Jérémie dit encore au roi Sédécias: "Quel crime ai-je commis contre toi, tes serviteurs et ce peuple, que vous m’ayez enfermé dans la maison de détention?
19 I gdzież są prorocy wasi, którzy wam prorokują, mówiąc: Nie przyjdzie król Babiloński na was, ani na tę ziemię?
Où sont donc vos prophètes qui vous ont fait cette prédiction: Jamais le roi de Babylone ne marchera contre vous et contre ce pays?
20 Słuchajże teraz, proszę, królu, panie mój! niech będzie, proszę, ważna prośba moja przed tobą: Nie odsyłajże mię do domu Jonatana pisarza, abym tam nie umarł.

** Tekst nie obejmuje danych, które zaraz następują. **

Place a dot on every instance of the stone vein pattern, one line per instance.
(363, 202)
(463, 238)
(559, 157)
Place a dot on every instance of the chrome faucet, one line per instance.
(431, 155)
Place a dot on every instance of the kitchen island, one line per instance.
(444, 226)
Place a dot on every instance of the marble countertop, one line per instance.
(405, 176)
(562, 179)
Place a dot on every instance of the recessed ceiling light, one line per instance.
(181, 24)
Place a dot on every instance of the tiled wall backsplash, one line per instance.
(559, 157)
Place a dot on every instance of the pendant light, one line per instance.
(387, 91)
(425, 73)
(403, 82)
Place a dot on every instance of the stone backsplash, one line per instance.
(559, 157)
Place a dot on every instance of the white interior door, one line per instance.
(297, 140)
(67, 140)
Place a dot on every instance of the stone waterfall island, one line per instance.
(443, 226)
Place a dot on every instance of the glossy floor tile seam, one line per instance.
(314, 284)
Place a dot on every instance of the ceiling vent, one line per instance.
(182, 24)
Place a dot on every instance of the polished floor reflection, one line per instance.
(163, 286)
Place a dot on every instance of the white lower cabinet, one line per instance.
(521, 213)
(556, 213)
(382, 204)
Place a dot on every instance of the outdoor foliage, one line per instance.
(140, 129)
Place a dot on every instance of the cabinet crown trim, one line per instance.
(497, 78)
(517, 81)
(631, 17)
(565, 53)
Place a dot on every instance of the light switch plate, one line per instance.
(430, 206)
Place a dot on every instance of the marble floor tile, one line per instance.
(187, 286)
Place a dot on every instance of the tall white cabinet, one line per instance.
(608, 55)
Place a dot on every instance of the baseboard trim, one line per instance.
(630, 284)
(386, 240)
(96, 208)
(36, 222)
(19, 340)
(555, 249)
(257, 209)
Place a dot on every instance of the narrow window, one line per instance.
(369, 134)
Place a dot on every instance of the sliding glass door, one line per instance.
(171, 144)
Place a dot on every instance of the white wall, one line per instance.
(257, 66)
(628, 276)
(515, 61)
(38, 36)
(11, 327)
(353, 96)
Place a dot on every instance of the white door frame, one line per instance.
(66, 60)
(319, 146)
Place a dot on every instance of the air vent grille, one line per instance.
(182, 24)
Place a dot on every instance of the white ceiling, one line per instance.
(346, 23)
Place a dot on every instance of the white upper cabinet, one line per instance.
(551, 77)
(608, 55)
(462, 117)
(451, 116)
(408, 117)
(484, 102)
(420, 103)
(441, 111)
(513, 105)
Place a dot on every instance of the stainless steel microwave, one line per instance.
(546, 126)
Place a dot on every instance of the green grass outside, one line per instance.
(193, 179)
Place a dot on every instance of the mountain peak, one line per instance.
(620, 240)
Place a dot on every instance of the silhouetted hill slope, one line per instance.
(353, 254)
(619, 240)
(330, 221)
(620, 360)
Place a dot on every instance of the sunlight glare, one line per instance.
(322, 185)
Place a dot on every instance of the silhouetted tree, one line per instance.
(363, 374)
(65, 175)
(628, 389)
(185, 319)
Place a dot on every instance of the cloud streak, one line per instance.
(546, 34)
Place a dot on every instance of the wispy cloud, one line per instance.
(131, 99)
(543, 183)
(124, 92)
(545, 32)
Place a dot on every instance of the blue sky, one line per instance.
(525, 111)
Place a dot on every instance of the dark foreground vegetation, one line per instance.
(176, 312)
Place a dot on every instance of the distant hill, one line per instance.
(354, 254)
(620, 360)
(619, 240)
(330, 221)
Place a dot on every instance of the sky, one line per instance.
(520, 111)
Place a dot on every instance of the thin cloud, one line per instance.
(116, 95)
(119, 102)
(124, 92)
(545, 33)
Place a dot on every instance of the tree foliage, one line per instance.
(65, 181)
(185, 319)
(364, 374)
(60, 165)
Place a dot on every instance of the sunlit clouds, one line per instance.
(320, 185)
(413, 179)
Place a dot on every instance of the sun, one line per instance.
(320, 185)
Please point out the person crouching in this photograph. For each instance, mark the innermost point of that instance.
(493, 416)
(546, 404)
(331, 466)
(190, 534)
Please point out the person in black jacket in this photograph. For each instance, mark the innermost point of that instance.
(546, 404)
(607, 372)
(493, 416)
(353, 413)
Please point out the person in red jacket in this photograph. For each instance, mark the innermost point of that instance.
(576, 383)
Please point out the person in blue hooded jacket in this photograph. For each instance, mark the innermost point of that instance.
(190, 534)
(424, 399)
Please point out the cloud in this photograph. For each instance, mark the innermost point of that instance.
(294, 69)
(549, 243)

Et maintenant écoute, de grâce, ô Seigneur roi, et laisse ma supplication arriver jusqu’à toi: Ne me fais pas rentrer dans la maison de Jonathan, le secrétaire, sans cela, ma mort est certaine."
21 A tak rozkazał król Sedekijasz, aby wsadzony był Jeremijasz do sieni straży, a iżby mu dawano bochenek chleba na dzień z ulicy piekarskiej, pókiby nie był strawiony wszystek chleb w mieście. A tak siedział Jeremijasz w sieni straży.
Le roi Sédécias donna des ordres, à la suite desquels on mit Jérémie sous garde dans la cour de la geôle; et chaque jour on lui fournissait une miche de pain de la rue des boulangers, jusqu’au moment où le pain vint à manquer tout à fait dans la ville. Jérémie demeura donc dans la cour de la geôle.